UK Renewable Energy Firm
EdgeVision

The Problem

A UK-based renewable energy firm had deployed a visual inspection pipeline to assess turbine blade repair quality across 56 discrete repair stages. The existing system used GPT-4o for image classification — sending photos to the cloud, waiting for a response, and logging the result. On paper, it worked. In practice, it was creating serious operational bottlenecks.

Each full inspection cycle took approximately four hours. Field engineers were forced to wait on-site while cloud calls completed, connectivity was unreliable at turbine sites, and the GPT-4o pipeline was costing far more per inspection than the client had budgeted. Worse, the system had no interpretability layer — when it flagged a repair as failing, engineers had no way to understand why, which eroded trust in the system.

The client needed an inspection system that could run at the edge, work without a stable internet connection, complete assessments in seconds rather than hours, and produce explainable outputs that field engineers would actually trust.

What We Built

Sonder designed and trained EdgeVision — a lightweight, edge-deployable computer vision system built on ResNet-18 with transfer learning, optimised specifically for the 56-stage turbine blade repair classification task.
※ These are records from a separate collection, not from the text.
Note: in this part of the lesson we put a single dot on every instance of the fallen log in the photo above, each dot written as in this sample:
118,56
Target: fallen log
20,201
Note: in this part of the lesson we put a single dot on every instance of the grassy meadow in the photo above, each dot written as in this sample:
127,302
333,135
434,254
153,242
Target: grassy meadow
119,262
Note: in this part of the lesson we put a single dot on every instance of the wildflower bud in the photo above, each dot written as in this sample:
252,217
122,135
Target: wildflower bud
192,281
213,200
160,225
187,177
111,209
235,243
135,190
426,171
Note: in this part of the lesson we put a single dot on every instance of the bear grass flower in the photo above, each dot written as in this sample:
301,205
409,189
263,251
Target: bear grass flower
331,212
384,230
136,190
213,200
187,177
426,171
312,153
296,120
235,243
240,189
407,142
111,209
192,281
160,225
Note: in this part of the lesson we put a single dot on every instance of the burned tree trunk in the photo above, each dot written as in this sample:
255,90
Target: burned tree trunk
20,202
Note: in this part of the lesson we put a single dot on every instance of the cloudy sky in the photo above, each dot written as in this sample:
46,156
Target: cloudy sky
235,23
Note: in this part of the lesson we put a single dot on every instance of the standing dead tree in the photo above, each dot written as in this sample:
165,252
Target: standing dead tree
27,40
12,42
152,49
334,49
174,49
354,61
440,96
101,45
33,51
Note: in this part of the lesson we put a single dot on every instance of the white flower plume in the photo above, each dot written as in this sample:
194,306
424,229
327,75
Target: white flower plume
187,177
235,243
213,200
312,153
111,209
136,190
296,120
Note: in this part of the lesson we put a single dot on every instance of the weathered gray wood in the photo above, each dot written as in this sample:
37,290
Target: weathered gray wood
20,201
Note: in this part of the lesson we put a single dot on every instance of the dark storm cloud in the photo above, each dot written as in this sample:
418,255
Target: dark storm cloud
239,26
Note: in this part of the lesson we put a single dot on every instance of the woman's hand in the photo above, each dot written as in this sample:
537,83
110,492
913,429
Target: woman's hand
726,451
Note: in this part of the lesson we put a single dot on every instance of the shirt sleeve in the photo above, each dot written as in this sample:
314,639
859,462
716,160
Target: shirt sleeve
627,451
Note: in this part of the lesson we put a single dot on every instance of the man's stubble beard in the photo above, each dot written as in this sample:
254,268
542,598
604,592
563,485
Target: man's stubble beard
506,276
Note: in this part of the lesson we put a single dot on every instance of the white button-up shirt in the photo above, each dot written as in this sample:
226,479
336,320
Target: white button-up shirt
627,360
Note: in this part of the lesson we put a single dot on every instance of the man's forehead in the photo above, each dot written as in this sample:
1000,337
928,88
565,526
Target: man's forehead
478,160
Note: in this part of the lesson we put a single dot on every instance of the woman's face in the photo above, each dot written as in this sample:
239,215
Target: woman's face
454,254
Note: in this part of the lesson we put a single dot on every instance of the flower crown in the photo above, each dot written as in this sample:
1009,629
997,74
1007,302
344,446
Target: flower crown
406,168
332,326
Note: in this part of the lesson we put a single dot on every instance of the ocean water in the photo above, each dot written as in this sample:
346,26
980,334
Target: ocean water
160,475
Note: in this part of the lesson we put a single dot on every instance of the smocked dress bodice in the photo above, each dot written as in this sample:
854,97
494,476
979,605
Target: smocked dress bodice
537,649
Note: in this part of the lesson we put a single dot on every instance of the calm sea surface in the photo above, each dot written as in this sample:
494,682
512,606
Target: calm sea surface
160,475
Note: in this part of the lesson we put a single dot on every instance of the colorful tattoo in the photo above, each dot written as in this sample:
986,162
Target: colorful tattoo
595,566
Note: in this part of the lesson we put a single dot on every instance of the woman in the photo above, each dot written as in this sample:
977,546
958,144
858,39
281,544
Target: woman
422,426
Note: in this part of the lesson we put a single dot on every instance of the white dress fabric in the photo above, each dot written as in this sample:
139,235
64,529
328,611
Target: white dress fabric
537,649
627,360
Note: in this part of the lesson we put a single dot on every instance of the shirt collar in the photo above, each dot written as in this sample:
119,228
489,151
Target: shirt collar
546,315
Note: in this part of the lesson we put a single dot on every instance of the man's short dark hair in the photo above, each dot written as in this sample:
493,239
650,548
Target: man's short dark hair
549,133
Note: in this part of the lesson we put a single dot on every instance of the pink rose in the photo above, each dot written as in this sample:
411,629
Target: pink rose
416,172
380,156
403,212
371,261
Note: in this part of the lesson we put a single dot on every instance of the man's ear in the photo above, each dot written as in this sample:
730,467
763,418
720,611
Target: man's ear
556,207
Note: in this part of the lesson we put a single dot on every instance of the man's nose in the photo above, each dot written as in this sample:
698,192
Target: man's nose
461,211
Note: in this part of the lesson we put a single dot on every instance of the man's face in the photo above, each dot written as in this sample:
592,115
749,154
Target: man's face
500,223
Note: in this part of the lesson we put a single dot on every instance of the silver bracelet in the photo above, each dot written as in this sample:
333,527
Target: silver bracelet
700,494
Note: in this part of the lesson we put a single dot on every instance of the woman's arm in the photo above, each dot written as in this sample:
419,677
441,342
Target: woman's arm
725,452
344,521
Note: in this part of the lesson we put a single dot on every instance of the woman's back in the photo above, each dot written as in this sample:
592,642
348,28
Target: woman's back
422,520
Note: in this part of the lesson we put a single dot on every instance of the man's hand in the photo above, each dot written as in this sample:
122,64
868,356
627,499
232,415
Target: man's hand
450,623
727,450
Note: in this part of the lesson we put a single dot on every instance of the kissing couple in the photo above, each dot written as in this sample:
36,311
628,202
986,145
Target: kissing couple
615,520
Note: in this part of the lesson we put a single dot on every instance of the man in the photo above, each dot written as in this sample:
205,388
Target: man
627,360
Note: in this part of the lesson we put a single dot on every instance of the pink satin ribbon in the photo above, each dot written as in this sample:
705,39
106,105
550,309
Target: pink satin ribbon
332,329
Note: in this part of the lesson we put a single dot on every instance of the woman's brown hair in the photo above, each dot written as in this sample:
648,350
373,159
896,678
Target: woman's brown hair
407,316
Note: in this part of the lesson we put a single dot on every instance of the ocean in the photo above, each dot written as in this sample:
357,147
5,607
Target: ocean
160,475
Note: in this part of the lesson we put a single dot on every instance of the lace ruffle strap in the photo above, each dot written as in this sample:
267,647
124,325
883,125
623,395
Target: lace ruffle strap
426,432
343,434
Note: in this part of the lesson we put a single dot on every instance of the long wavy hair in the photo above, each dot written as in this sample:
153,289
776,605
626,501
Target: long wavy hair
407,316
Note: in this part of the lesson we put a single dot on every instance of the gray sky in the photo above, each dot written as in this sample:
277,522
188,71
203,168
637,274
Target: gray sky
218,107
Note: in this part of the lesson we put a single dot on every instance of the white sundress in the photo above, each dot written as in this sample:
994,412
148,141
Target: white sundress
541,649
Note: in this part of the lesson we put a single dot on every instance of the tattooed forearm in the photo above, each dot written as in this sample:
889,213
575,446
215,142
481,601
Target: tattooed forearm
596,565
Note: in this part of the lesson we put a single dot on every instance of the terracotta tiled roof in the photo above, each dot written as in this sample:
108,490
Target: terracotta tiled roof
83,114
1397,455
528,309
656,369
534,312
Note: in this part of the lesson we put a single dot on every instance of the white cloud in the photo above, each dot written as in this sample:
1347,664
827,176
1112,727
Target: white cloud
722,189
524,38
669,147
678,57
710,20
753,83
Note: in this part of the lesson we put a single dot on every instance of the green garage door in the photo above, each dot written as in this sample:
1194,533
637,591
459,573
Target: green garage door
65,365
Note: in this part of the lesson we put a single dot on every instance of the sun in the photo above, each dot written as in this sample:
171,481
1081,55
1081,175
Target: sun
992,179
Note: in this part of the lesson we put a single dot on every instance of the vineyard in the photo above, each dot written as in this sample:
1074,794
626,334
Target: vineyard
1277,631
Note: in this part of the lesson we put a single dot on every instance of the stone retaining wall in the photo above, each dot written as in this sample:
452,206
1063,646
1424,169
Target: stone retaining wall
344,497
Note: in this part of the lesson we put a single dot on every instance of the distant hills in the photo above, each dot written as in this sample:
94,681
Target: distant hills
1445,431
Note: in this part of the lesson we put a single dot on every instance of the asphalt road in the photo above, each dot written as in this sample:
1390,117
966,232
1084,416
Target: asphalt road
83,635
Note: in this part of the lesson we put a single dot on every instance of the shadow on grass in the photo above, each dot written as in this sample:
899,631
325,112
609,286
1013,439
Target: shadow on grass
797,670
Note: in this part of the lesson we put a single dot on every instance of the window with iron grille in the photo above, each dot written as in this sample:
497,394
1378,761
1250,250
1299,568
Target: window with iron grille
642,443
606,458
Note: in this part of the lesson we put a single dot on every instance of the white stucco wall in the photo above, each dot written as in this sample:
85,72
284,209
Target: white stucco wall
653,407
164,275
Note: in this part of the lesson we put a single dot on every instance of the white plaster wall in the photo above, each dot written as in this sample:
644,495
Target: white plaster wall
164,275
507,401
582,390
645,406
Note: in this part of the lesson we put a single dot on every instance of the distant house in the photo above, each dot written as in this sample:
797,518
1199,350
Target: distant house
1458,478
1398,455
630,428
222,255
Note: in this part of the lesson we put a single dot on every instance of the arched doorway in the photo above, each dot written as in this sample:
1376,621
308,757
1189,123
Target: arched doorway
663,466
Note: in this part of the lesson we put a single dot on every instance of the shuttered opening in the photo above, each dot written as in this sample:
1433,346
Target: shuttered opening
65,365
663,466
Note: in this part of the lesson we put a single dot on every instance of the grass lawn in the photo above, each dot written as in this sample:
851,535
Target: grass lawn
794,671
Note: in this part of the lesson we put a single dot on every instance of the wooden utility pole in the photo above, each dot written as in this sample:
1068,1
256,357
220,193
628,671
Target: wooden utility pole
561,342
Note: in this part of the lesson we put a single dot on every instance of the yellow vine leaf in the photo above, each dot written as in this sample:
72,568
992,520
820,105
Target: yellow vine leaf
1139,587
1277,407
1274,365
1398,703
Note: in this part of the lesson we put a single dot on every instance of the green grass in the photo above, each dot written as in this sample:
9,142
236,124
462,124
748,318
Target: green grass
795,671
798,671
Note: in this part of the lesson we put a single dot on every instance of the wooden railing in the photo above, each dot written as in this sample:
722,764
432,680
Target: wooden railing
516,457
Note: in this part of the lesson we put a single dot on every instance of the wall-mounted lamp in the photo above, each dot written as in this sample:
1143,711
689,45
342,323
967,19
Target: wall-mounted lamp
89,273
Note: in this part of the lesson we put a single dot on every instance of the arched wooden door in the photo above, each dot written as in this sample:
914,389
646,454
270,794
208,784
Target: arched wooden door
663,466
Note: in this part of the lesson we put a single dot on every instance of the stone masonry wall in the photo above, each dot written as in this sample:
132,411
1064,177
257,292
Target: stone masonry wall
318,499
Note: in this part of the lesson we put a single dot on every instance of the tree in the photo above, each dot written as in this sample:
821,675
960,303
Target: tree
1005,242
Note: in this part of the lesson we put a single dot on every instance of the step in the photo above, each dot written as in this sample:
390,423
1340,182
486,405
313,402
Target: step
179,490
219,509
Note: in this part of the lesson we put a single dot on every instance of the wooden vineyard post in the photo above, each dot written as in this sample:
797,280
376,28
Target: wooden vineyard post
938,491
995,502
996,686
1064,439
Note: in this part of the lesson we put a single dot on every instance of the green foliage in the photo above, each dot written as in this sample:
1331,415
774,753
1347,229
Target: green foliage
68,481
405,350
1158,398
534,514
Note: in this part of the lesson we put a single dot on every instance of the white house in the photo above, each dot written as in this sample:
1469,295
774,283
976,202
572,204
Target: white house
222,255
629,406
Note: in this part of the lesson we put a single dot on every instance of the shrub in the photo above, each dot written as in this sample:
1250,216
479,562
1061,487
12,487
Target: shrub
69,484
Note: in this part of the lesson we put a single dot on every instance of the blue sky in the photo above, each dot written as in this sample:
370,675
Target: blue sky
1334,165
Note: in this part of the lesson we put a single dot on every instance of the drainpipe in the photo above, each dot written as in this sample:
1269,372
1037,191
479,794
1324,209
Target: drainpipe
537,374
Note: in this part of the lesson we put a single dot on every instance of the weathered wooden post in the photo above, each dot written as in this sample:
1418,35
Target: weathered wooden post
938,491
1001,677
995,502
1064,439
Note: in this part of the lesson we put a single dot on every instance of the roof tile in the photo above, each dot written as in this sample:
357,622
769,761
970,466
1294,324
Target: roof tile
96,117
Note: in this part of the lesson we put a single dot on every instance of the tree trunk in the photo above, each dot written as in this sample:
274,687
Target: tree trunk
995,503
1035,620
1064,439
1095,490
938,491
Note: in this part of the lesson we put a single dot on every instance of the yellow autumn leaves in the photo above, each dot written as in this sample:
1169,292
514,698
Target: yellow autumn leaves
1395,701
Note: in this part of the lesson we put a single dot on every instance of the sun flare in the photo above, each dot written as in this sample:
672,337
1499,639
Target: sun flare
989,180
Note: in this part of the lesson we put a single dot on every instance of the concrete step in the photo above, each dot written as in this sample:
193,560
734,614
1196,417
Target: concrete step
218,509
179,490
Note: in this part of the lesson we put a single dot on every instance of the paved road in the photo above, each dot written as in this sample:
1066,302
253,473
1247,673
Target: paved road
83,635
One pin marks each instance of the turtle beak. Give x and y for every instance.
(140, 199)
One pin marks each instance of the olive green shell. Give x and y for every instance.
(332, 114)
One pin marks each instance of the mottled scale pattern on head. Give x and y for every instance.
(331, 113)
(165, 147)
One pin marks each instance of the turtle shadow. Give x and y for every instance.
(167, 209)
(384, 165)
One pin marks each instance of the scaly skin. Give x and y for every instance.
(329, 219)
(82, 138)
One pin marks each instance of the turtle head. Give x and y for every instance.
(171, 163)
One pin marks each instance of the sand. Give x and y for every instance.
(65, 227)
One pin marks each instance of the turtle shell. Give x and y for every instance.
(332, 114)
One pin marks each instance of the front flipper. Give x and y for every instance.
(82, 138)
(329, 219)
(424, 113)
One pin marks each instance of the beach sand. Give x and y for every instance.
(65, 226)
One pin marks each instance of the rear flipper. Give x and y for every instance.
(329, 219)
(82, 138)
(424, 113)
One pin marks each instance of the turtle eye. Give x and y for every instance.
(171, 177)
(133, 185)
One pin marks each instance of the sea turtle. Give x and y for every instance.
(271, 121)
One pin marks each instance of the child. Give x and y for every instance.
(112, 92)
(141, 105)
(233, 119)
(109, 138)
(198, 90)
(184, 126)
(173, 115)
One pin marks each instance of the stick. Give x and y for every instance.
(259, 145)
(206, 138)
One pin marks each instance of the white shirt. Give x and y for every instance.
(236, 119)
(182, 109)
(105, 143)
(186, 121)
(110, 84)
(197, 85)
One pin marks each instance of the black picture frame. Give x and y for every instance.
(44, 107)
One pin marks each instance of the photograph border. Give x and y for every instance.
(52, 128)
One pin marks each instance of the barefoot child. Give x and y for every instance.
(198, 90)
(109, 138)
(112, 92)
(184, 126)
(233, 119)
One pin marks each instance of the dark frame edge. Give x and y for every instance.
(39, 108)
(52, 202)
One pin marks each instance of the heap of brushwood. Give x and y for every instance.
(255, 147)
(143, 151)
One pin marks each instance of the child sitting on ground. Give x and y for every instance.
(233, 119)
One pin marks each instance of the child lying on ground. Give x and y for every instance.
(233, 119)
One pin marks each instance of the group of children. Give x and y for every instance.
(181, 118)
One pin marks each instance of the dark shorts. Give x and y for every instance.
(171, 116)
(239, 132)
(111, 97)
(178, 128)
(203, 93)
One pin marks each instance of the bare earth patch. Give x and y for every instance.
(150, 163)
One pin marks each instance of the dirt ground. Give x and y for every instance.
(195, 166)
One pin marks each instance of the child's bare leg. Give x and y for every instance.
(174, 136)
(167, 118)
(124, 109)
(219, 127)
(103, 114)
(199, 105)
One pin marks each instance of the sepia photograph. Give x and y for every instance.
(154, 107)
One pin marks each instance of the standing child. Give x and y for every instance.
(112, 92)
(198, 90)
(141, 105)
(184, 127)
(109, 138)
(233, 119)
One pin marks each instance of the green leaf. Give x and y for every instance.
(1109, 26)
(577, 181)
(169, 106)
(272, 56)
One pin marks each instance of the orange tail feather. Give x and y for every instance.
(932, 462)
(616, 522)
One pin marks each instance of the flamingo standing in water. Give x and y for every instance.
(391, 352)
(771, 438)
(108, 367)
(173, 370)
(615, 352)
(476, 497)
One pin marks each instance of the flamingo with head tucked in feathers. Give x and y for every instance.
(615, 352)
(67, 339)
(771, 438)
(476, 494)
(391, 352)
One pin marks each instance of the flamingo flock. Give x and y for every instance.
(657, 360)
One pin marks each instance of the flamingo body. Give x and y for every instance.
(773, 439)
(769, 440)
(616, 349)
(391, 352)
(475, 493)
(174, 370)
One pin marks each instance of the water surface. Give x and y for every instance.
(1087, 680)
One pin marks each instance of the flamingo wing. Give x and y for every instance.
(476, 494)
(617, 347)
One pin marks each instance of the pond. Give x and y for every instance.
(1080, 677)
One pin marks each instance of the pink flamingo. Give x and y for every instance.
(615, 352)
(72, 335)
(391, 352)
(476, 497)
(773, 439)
The core architecture choices were deliberate:

• ResNet-18 + transfer learning — rather than fine-tuning a massive foundation model, we used a compact, well-understood architecture pre-trained on ImageNet and fine-tuned on the client's labelled image dataset. This gave us strong classification performance with a model small enough to run on edge hardware
• Offline inference — the model is packaged as a self-contained inference binary that runs on a ruggedised tablet or laptop without any cloud dependency. Connectivity is only needed to sync inspection logs, not to run the model
• Explainable AI (XAI) via Grad-CAM — every classification comes with a visual heatmap overlay showing which regions of the image most influenced the decision. Engineers can see exactly what the model is "looking at", which dramatically increased on-site trust
• 56-class multi-stage output — one model, one inference pass, outputs a pass/fail/review status for each of the 56 repair stages relevant to the image, rather than requiring 56 separate calls
• Confidence thresholds with human-in-the-loop routing — predictions below a confidence threshold automatically route to a human reviewer queue rather than auto-classifying, keeping the human oversight meaningful without slowing down high-confidence cases

Training & Validation

The client's existing image dataset needed significant cleaning before it was useful for training. Sonder spent the first three weeks on data pipeline work: deduplicating images, normalising labels across their inconsistent annotation scheme, and augmenting underrepresented repair stage classes to reduce class imbalance.

We trained across multiple ResNet-18 checkpoints and evaluated on a held-out validation set of 10,000+ real-world inspection images captured in genuine field conditions — not a clean studio environment. This was critical: field images have lighting variation, motion blur, and partial occlusion that a model trained only on clean imagery would fail to handle.

Final validation accuracy: 94% across all 56 repair stages.

The Outcome

EdgeVision reduced inspection cycle time from 4 hours to under a second for model inference, with total on-site time — including log sync and any human review routing — dropping by over 85%. Field engineers adopted the system quickly once the Grad-CAM overlays gave them a reason to trust the outputs.

The client's operational cost per inspection dropped substantially compared to the GPT-4o pipeline. The system now runs as the primary inspection tool across their active turbine sites, with the human review queue handling the ~6% of cases where the model's confidence falls below threshold.

Sonder also delivered a full model card and data sheet for the system, documenting its performance boundaries, known failure modes, and recommended maintenance schedule — making it auditable and supportable beyond the initial engagement.